転職を考えていない潜在層への継続的な発信のため、採用ブランディングを実施

左:堂園亜由美氏 中央:廣瀬智之氏 右:松澤彩香氏

―― 採用ブランディングに着手した背景を教えて下さい。

廣瀬:IT人材不足は社会的な問題です。だからこそ弊社でも多様なバックグラウンドを持つ優秀なIT人材を集め、育成を強化したいと考えています。弊社は新卒採用のイメージが根強くありますが、実は、直近約3年では、法人分野だけでも年間百数十名以上の経験者採用実績があります。

しかし、それでも外資系コンサルファームやネットワーク企業などとの競争に苦戦している現状。

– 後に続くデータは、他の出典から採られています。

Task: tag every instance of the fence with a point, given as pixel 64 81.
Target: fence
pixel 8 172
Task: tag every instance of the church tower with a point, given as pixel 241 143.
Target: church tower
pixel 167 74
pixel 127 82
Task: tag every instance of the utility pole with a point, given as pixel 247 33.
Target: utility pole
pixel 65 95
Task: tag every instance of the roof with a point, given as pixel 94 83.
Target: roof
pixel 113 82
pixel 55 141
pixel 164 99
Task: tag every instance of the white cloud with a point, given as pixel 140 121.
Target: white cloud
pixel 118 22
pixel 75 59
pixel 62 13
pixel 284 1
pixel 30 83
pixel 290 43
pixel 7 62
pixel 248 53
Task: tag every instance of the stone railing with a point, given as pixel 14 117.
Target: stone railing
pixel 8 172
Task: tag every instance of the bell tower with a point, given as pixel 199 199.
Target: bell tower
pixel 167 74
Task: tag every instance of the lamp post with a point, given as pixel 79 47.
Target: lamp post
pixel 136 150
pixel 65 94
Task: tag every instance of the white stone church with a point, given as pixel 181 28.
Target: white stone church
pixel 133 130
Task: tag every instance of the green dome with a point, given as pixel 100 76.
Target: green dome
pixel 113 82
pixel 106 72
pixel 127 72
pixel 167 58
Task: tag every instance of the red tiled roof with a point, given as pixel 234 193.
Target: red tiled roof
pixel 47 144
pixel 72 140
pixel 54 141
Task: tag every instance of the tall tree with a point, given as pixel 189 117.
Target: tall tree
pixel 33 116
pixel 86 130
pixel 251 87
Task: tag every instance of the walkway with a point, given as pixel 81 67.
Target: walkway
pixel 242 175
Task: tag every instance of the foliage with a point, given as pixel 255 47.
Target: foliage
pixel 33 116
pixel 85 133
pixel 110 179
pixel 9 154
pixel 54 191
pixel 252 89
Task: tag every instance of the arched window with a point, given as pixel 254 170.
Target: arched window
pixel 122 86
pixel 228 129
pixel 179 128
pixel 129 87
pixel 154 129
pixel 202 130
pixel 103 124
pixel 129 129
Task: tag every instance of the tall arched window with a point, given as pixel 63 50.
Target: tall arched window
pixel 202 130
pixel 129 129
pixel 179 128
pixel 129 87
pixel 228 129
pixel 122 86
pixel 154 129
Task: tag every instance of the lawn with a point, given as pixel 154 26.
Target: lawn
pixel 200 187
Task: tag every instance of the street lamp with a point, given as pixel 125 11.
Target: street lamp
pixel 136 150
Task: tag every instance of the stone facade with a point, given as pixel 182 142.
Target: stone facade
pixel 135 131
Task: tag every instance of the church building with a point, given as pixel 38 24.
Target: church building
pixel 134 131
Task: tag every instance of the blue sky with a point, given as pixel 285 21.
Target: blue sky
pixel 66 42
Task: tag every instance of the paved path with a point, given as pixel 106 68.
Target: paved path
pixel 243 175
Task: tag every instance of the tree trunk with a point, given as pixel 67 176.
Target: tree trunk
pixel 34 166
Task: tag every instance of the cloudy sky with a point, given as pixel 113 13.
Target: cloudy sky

弊社にも同様のスキルで活躍できる業務は多く存在しているにも関わらず、NTTデータが持つ最新技術やブランド力などの真の魅力がエンジニアに正しく届いていない点に原因があると感じています。採用ブランディングに力を入れた経緯はそういった点にあります。

――では、採用ブランディングとして具体的にどんなことに取り組みましたか?

松澤:法人分野の中でも、特に製造ITイノベーション本部(2023年4月から、法人分野インダストリ統括事業本部、システムインテグレーション事業本部)では、先行して2021年から採用ブランディングに着手してきました。
GoogleやInstagramへの広告配信から、自社による採用LPの構築、YouTubeでの社員インタビュー動画配信など、"中の人"が何を考え、どのようなプロジェクトを扱っているのか、発信をしてきました。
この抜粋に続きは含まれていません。